You and your business are worth a lot of money, whether your bank accounts show it or not. The goldmine lies in your data, and everyone wants it. Competitors want to hire the employee you just fired for the thumb drive full of confidential files they smuggled out. Data thieves salivate over your Facebook profile, which provides a how-to guide for exploiting your trust. Cyber criminals are digitally sniffing the wireless connection you use at Starbucks to make bank transfers and send confidential emails.
Every business is under assault by forces that want access to your valuable data: identity records, customer databases, employee files, intellectual property, and ultimately, your net worth. Research is screaming at us—more than 80 percent of businesses surveyed have already experienced at least one breach (average recovery cost: $6.75 million) and have no idea of how to stop a repeat performance. These are clear, profit-driven reasons to care about who controls your data.
Here are five information-espionage hot spots that your business should address now:
- Lousy training. One of the costliest data security mistakes I see companies make is attempting to train employees from the perspective of the company. This ignores a crucial reality: All privacy is personal. In other words, no one in your organization will care about data security until they understand what it has to do with them. Strategy: Give your people the tools to protect themselves personally from identity theft. In addition to showing them that you care (a good employee retention strategy), you are developing a privacy language that can be applied to business. Once they understand opting out, encryption, and identity monitoring from a personal standpoint, it’s a short leap to apply that to your customer databases and intellectual property. See the video above for an example of bridging the worlds of personal privacy and corporate data security.
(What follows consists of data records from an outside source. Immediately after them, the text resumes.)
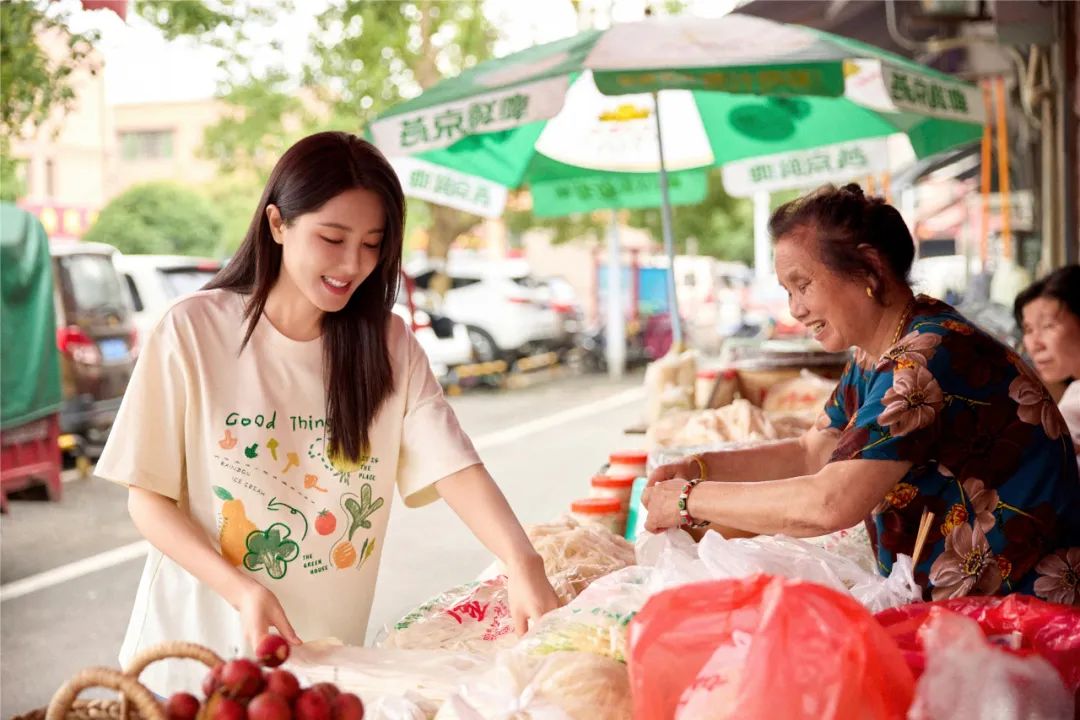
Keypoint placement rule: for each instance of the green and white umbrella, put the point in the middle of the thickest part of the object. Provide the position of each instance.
(603, 119)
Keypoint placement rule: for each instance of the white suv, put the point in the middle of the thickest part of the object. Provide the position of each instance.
(446, 343)
(153, 282)
(507, 311)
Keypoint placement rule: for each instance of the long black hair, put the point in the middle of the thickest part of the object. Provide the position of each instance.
(355, 357)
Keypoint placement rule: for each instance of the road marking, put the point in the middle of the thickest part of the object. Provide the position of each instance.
(526, 429)
(120, 555)
(73, 570)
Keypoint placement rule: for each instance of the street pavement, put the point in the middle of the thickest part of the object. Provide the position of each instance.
(68, 570)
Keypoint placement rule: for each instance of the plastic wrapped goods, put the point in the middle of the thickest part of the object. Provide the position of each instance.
(575, 555)
(475, 616)
(737, 422)
(472, 617)
(968, 678)
(564, 685)
(715, 557)
(402, 684)
(806, 394)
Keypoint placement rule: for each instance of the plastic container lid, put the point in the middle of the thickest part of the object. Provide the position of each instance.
(613, 480)
(629, 457)
(596, 505)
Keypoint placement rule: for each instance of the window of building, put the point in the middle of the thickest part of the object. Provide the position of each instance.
(146, 145)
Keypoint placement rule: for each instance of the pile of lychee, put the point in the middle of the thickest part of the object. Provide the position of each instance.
(241, 690)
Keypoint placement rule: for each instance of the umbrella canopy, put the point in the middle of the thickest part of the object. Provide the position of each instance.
(575, 119)
(572, 119)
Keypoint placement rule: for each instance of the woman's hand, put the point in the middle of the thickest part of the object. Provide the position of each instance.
(661, 501)
(686, 469)
(530, 593)
(259, 610)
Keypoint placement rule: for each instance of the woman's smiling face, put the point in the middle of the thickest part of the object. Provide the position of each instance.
(833, 307)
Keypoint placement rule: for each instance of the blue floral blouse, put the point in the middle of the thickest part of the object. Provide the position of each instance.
(991, 459)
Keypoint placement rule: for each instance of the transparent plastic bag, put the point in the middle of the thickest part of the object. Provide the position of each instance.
(403, 682)
(596, 620)
(968, 678)
(563, 685)
(715, 557)
(576, 555)
(472, 617)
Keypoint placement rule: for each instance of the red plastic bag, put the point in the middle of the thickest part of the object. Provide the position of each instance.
(1020, 623)
(764, 647)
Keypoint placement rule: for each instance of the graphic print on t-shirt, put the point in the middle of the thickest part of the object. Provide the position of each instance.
(277, 512)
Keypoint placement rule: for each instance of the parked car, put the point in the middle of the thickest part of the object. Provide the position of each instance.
(30, 395)
(507, 311)
(564, 302)
(96, 337)
(445, 342)
(153, 282)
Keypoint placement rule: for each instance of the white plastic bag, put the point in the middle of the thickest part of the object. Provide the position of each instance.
(473, 617)
(393, 679)
(967, 678)
(676, 557)
(564, 685)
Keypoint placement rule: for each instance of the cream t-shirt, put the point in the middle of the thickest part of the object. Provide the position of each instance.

- Human weakness. The root cause of most data loss is not technology; it’s a human being who makes a costly miscalculation out of fear, obligation, confusion, greed, or sense of urgency. Social engineering is the craft of extracting information out of you or your staff by pushing buttons that elicit automatic responses. Strategy: Immunize your workforce against social engineering and poor decision making. Fraud training teaches your people how to handle requests for login credentials, passwords, employee and customer data, unauthorized building access, and an office full of information whose disappearance will land you on the front page of the newspaper. The latest frontier that thieves are exploiting is your employees’ social networks, especially Facebook and LinkedIn. It is imperative that you have a well-thought-out, clearly communicated social networking policy that minimizes the risks of data leakage, reputation damage and trust manipulation.
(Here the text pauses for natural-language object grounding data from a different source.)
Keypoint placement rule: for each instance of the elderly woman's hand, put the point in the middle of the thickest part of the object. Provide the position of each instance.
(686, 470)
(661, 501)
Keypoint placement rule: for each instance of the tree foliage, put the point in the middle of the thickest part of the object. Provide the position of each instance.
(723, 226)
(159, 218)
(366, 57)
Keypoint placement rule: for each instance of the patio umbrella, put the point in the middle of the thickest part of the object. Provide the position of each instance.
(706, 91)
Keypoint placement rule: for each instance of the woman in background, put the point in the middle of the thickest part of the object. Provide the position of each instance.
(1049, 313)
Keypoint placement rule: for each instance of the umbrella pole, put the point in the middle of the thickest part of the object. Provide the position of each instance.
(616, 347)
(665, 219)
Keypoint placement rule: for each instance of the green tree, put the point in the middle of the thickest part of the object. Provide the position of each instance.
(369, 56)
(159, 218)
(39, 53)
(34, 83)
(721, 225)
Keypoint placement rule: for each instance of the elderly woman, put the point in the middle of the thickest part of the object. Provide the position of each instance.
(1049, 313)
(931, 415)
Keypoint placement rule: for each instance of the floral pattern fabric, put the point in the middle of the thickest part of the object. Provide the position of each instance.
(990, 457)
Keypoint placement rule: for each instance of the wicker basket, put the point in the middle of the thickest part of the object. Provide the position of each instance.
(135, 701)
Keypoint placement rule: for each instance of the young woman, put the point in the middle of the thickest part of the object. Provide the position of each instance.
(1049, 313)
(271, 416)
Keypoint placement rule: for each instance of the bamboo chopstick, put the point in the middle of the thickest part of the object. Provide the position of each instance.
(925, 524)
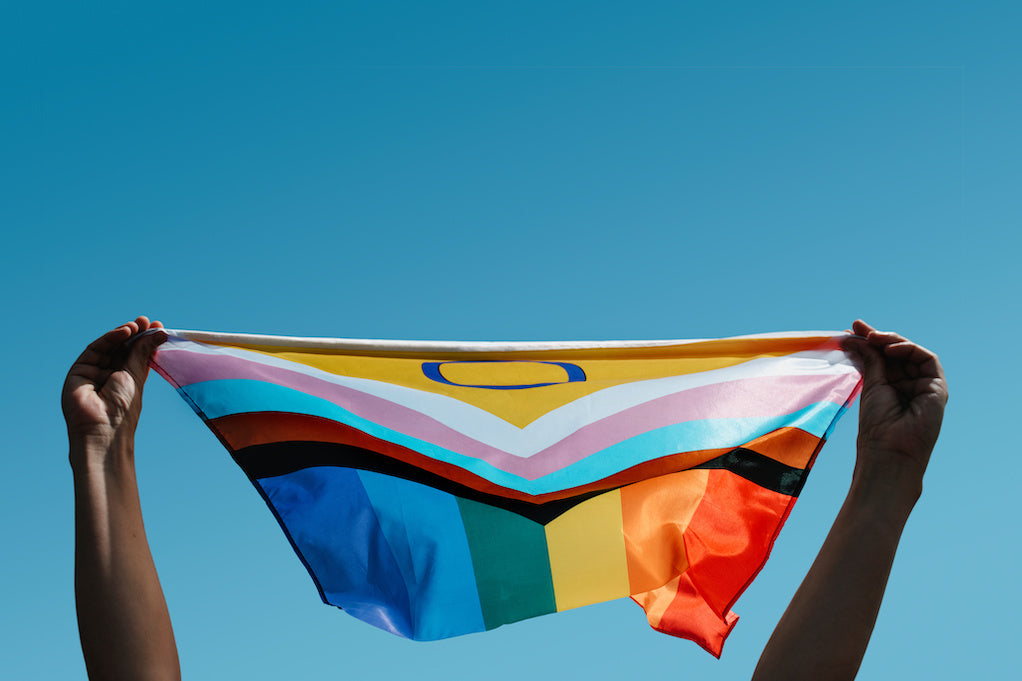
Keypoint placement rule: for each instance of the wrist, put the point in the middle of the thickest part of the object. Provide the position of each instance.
(106, 450)
(886, 484)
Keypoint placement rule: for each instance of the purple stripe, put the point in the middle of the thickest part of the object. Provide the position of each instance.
(764, 396)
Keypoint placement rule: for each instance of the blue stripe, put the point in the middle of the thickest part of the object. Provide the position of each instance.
(424, 530)
(221, 398)
(333, 528)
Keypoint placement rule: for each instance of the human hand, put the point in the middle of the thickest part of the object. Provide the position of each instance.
(903, 397)
(102, 394)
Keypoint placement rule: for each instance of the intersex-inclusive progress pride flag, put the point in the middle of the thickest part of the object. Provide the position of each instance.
(437, 489)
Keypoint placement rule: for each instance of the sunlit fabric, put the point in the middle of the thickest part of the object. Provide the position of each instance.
(438, 489)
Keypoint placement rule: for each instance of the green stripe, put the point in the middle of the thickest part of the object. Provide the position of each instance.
(512, 566)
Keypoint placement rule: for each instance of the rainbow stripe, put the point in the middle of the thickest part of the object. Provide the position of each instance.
(434, 490)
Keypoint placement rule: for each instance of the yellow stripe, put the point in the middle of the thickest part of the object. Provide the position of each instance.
(587, 553)
(515, 406)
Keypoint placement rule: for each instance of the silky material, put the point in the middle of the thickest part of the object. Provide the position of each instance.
(439, 489)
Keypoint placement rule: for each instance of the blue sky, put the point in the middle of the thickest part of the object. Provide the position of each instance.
(471, 171)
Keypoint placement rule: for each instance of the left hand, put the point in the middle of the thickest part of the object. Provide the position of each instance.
(102, 395)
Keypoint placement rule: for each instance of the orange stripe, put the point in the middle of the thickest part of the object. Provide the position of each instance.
(727, 541)
(790, 446)
(654, 516)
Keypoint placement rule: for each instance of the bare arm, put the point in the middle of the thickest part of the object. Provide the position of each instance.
(825, 631)
(123, 619)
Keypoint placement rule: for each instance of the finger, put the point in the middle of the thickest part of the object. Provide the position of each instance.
(869, 358)
(100, 349)
(860, 327)
(925, 361)
(138, 360)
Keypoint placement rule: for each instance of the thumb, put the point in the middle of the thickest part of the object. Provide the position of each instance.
(144, 347)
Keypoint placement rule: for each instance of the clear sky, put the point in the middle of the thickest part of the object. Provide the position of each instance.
(522, 171)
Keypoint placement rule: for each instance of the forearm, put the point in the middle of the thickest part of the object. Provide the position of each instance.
(124, 623)
(826, 629)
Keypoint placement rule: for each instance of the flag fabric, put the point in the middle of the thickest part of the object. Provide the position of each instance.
(438, 489)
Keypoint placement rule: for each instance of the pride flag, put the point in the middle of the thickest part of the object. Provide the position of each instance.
(437, 489)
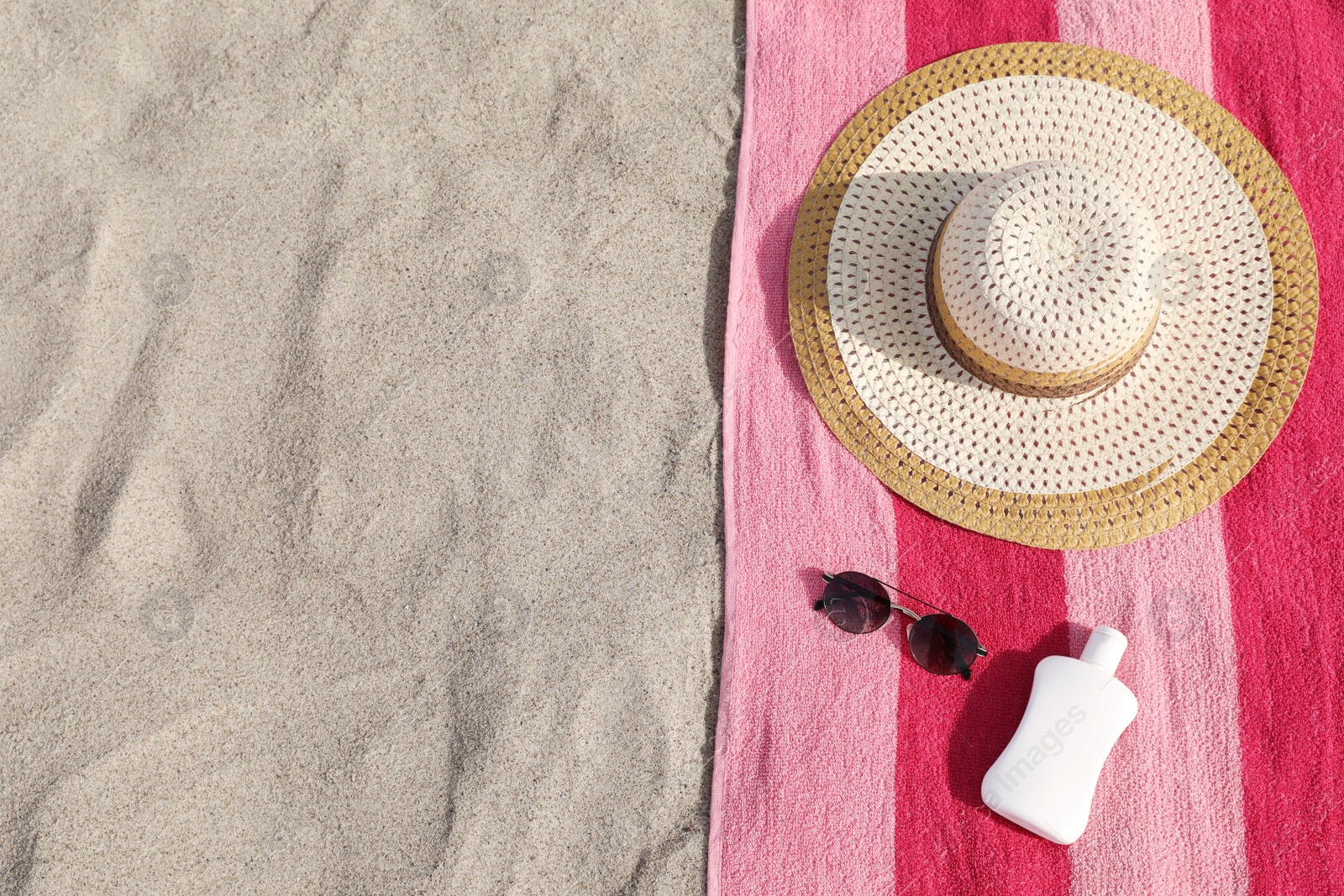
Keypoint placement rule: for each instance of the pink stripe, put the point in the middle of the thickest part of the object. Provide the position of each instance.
(1167, 817)
(804, 757)
(1278, 69)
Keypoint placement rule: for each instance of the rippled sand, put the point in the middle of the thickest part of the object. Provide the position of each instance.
(360, 503)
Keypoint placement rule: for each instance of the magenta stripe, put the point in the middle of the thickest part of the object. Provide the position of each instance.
(1277, 65)
(804, 755)
(1168, 812)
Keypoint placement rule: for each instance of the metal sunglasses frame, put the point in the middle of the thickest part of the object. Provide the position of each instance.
(828, 578)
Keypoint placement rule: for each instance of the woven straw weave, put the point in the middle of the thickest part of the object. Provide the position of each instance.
(1147, 503)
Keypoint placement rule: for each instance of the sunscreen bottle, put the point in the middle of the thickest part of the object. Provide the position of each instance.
(1046, 777)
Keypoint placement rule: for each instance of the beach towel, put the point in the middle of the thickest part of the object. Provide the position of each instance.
(840, 766)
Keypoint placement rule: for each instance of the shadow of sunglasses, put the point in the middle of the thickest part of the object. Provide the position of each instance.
(938, 641)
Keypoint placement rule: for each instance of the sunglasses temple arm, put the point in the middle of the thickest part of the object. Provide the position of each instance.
(911, 597)
(980, 649)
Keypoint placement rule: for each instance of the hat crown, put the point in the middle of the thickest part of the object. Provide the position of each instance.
(1042, 280)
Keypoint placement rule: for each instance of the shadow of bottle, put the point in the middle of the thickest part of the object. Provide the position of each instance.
(995, 705)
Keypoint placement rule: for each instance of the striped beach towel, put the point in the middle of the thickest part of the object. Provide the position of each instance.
(842, 768)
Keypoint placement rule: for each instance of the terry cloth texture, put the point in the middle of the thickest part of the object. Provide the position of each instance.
(844, 768)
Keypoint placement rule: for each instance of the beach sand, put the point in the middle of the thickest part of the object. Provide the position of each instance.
(360, 504)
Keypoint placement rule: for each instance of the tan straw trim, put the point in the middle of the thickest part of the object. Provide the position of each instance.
(1088, 519)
- Wireless surfing. There are two main sources of wireless data leakage: the weakly encrypted wireless router in your office and the unprotected wireless connection you use to access the Internet in an airport, hotel, or café. Both connections are constantly sniffed for unprotected data being sent from your computer to the web. Strategy: Have a security professional configure the wireless router in your office. Here is your laundry list of things to ask her to do. She will understand the terminology: utilize WPA-2 encryption or better; implement MAC-specific addressing and mask your SSID; while she’s there, have her do a security audit of your network; to protect your connection while surfing on the road, purchase an encrypted high-speed USB modem from one of the major carriers (Verizon, Sprint, AT&T) and stop using other people’s free/fee hot spots.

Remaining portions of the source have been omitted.